Our GCC flash footprint of a stripped application with (–strip-all) is 29402kb.
Our ld linktime is ~10min.
In general both the GCC and Clang builds run on windows 11.
See details of the Clang compiler build at the bottom of this post.
As an experiment to save link time we have tried to compile our application with Clang 18.1.3 and lld using -flto=thin -Wl,–thinlto-jobs=0 -Wl,–thinlto-cache-policy=cache_size_bytes=5g
Our Clang flash footprint of a stripped application (–strip-all) is 33670kb.
Our lld linktime is ~2min + we get incremental linking in the range of ~15s , great
But as it can be seen we also get a footprint that has increased from:
GCC 29402kb → Clang 33670kb = 4268kb
4268kb is quite a huge increase in footprint, and it could be a dealbreaker for us.
The increase makes me wonder if we are missing something when we run thin lto?
Hence I have also done a compile using -fno-lto.
The Clang -fno-lto yields a footprint of 33802kb.
So from a footprint perspective Clang thin lto saves: 33802kb-33670kb = 132kb.
In comparison if I compile without lto using GCC and ld I get a footprint of 32494kb.
GCC footprint savings using lto: 32494kb-29402kb = 3092kb.
I did not expect Clang thin lto optimizations on code size to be so meager (132kb), I did expect something in the same order of magnitude as GCC (3092kb).
Since above shows that footprint of our application is 4268kb larger than our current GCC builds, I have also tried to do an Os build optimizing more for size.
Clang thinLTO -Os and GCC LTO -Os:
bin-size:
Clang: 32190 kb
GCC: 26690 kb
Idle thread :
Clang: 64.5 %
GCC: 70.4 %
Both footprint and runtime performance is worse for Clang when running Os, I have not been able to run Clang O2 builds yet due to run-time errors.
My question to the forum is what can I check to to figure out what goes wrong? It is quite hidden what optimizations thin lto actually applies is it possible to see what it actually does/ does not do, to close in on if something is wrong with our Clang builds? Any ideas on what I can check?
To detail what Clang compiler I am using:
My build is based on Clang 18.1.3 and newlib 4.3.0.
I am using GitHub - ARM-software/LLVM-embedded-toolchain-for-Arm: A project dedicated to building LLVM toolchain for 32-bit Arm embedded targets..
Runtimes are build in ubuntu for arm and thumb mode: armv7a_hard_neon_exn_rtti and armv7a_thumb_hard_neon_exn_rtti.

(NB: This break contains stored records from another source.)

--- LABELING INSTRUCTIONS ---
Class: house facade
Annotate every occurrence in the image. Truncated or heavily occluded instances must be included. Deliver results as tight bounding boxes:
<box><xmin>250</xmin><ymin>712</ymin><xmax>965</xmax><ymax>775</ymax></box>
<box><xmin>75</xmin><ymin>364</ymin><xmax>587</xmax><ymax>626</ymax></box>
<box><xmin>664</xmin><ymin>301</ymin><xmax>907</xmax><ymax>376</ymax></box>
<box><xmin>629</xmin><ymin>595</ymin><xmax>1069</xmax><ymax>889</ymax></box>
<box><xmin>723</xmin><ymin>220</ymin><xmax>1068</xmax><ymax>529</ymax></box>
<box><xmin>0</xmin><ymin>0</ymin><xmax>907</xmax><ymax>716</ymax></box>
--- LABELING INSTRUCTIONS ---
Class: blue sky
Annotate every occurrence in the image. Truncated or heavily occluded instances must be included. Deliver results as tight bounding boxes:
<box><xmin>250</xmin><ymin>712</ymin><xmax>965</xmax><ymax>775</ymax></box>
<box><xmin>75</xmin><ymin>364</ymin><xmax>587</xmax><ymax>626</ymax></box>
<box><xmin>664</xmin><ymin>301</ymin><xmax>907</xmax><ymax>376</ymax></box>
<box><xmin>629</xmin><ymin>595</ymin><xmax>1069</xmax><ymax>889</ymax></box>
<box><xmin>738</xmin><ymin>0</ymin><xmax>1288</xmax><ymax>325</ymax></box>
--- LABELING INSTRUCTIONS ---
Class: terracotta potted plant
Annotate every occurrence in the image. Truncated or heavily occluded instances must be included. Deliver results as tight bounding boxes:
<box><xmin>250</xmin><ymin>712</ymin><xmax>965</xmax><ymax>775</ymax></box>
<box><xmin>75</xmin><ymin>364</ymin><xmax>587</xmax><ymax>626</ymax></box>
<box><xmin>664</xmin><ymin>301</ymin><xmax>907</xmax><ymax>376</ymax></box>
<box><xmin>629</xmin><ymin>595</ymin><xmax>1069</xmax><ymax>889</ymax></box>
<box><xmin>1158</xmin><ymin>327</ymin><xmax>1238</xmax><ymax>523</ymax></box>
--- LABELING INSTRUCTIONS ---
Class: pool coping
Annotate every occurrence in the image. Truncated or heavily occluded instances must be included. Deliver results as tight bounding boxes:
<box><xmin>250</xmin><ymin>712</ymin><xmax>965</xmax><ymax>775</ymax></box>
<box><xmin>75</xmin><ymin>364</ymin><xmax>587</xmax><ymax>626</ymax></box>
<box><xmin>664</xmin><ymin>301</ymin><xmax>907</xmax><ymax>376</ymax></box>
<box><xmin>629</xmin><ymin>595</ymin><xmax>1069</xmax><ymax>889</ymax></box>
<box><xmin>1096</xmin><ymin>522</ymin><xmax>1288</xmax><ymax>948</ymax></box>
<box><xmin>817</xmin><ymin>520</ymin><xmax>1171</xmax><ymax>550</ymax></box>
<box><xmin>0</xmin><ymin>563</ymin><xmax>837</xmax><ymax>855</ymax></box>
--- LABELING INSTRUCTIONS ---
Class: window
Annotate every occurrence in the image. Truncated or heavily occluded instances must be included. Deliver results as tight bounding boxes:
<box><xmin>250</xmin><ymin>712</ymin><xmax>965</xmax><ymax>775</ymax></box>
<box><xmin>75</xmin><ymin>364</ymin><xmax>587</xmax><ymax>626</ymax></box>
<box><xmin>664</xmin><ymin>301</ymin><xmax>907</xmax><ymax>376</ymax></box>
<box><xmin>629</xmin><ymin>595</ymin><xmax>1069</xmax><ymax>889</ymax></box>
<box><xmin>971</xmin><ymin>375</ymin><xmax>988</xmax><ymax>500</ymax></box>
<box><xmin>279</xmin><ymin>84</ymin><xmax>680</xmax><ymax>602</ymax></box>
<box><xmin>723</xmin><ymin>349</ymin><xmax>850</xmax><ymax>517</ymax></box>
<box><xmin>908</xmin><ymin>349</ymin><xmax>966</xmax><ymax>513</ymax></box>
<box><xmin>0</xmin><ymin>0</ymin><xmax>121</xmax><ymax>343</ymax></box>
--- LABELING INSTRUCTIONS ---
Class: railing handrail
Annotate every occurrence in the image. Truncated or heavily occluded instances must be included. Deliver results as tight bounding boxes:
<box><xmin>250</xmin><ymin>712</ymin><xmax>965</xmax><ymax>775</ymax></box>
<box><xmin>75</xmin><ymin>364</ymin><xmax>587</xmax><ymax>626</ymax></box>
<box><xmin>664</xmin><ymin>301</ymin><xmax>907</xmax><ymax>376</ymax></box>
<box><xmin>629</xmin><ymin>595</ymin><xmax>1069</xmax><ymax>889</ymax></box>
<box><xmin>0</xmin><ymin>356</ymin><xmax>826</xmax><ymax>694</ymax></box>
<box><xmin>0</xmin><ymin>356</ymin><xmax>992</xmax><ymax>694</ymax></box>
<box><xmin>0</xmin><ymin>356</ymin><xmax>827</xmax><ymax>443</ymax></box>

Bulk part of our application runs in thumb mode, only our board support package (bsp) runs in arm mode.
Our Clang compiler toolchain is build on windows 11.
I hope someone in here can help with some clues on what to check/ investigate to get to the bottom of what we are doing wrong, or of if Clang is simply is outperformed by GCC and ld for our setup. I can provide additional details on our builds on request.